BAB VI TIM KOORDINASI PENANGANAN KEMISKINAN PROVINSI BANTEN
Pasal 22
(1) TKPKP dibentuk dalam rangka efektivitas dan efisiensi
penanganan kemiskinan dengan keputusan gubernur.
(2) TKPKP sebagaimana dimaksud pada ayat (1) terdiri dari SKPD
terkait, dunia usaha, perguruan tinggi, Organisasi Non
Pemerintah (ORNOP) serta pemangku kepentingan lainnya.
(3) TKPKP mempunyai tugas melakukan langkah-langkah konkrit
untuk mempercepat pengurangan jumlah penduduk miskin
melalui koordinasi dan sinkronisasi penyusunan dan
pelaksanaan penajaman kebijakan penanganan kemiskinan.
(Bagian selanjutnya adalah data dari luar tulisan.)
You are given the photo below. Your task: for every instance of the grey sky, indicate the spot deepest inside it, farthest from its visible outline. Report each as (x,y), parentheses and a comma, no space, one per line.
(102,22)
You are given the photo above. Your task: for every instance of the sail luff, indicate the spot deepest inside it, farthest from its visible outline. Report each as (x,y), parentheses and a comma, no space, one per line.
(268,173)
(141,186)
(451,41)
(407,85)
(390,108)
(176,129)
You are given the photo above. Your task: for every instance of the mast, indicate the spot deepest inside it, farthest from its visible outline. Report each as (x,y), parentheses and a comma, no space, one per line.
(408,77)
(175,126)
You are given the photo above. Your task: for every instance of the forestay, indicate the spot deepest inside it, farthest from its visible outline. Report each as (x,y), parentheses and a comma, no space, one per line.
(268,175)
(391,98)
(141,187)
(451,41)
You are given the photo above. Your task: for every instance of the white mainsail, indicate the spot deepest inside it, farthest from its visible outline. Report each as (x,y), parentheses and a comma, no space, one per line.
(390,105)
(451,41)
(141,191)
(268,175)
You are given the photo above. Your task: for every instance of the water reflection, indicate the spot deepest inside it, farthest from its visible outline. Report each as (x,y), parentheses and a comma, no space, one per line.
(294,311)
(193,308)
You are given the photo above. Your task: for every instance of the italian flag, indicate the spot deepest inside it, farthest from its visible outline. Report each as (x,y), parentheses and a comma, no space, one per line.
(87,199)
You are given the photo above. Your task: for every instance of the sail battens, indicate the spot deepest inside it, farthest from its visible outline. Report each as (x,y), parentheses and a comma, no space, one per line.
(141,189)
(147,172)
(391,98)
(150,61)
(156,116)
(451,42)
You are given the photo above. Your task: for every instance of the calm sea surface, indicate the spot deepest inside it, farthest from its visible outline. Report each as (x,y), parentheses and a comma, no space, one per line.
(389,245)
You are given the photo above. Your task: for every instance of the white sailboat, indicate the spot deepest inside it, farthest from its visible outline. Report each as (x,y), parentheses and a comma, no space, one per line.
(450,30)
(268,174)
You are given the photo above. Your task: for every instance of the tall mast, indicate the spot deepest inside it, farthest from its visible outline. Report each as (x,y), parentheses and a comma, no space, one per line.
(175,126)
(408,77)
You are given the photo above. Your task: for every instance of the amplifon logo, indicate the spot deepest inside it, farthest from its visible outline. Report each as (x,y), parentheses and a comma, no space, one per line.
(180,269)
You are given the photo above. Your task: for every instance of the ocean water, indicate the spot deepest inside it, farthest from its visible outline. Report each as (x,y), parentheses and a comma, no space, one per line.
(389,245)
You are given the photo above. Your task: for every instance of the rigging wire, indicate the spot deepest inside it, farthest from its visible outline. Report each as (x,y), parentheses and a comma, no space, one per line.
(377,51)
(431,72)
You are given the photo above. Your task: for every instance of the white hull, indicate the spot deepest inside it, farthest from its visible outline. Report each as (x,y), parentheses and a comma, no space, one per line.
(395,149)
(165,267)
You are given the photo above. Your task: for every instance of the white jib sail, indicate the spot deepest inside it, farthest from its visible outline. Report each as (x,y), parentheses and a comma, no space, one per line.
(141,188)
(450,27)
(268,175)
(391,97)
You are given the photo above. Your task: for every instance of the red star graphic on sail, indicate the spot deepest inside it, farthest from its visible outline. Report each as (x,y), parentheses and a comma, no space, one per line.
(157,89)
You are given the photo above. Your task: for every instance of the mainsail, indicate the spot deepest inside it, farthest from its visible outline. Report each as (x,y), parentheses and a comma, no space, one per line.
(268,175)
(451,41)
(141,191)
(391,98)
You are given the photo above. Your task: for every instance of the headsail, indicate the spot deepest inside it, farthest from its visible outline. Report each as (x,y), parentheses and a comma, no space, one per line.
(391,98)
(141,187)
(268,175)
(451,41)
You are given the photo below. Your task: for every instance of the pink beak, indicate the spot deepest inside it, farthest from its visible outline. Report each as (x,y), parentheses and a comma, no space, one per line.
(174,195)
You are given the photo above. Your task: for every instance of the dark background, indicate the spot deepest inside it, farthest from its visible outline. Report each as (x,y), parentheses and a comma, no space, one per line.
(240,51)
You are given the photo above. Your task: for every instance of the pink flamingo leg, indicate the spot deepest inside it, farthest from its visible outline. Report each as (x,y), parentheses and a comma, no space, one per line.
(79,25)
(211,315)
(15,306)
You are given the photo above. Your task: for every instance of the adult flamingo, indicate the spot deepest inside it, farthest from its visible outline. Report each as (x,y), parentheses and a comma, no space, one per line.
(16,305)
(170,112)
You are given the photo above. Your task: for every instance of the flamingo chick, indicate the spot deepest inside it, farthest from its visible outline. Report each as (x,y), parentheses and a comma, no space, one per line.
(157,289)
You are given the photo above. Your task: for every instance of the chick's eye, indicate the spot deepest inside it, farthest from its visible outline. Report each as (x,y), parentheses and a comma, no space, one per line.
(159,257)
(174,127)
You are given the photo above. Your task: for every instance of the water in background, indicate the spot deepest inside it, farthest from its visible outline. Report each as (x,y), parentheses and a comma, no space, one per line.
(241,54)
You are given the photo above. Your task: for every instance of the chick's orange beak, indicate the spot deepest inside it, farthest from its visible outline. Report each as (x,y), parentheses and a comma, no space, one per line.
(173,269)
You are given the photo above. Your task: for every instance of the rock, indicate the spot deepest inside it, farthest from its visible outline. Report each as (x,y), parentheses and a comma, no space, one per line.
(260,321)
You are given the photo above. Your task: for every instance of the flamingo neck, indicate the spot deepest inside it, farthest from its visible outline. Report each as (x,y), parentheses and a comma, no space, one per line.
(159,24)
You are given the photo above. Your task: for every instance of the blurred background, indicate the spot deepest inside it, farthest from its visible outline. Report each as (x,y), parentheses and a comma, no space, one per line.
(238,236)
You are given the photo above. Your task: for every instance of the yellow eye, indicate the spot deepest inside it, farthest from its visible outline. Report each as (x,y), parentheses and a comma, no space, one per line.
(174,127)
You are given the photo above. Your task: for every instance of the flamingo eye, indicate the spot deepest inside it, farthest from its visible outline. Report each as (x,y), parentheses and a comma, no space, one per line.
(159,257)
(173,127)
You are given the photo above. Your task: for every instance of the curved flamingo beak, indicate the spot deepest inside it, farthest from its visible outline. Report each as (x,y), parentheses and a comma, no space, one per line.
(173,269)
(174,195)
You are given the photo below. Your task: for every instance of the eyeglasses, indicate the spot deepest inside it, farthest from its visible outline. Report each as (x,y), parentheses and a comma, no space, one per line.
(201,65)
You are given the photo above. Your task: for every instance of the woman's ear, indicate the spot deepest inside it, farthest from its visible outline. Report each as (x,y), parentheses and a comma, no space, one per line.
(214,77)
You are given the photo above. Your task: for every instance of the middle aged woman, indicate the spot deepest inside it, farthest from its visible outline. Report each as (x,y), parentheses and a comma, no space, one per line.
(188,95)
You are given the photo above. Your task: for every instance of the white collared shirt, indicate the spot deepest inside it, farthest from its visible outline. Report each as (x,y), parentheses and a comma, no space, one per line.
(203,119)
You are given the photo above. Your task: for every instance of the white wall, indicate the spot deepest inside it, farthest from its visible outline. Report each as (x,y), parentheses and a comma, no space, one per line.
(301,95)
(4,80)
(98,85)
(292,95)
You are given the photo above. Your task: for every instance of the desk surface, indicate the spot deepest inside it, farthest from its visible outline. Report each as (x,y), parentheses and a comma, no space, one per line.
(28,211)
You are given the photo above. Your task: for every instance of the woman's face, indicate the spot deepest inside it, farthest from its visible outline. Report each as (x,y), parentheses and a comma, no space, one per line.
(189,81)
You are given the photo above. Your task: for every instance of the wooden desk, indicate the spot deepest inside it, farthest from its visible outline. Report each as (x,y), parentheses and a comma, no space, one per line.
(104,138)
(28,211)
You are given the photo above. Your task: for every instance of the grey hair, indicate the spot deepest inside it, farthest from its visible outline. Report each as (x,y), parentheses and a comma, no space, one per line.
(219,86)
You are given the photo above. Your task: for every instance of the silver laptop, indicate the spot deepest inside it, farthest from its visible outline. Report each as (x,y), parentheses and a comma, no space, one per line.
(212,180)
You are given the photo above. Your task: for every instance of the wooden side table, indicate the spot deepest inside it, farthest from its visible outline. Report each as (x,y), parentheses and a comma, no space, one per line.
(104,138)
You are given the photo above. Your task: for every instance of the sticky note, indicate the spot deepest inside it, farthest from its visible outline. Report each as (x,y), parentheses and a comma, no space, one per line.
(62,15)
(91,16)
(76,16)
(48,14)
(4) Untuk melaksanakan tugas sebagaimana dimaksud pada ayat (3),
TKPKP menyelenggarakan fungsi:
- 15 -
a. koordinasi dan sinkronisasi penyusunan dan pelaksanaan
penajaman kebijakan penanganan kemiskinan;
b. pemantauan pelaksanaan penanganan kemiskinan sesuai
karakteristik dan potensi daerah; dan
c. evaluasi dan laporan pelaksanaan penanganan kemiskinan.
BAB VII
KERJASAMA
Pasal 23
(1) Dalam rangka pelaksanaan penanganan kemiskinan pemerintah
daerah dapat melakukan kerjasama.
(2) Kerjasama sebagaimana dimaksud pada ayat (1) dapat dilakuka
dengan :
a. Daerah lain;
b. Kabupaten/kota; dan/atau
c. Perguruan Tinggi, Lembaga Swadaya Masyarakat dan Pihak
Ketiga.
(3) Kerjasama sebagaimana dimaksud pada ayat (1) dan ayat (2)
diatur lebih lanjut dengan Peraturan Gubernur.
(4) Kerjasama sebagaimana dimaksud pada ayat (3) dilaksanakan
sesuai dengan ketentuan peraturan perundang-undangan.
BAB VIII PEMBINAAN DAN PENGAWASAN
Pasal 24
(1) Pembinaan dan Pengawasan kepala daerah terhadap Perangkat
Daerah dilaksanakan oleh Gubernur.
(2) Pembinaan dan Pengawasan kepala daerah terhadap Perangkat
Daerah yang membidangi penanganan kemiskinan sebagaimana
dimaksud pada ayat (1) dibantu oleh Inspektorat Daerah.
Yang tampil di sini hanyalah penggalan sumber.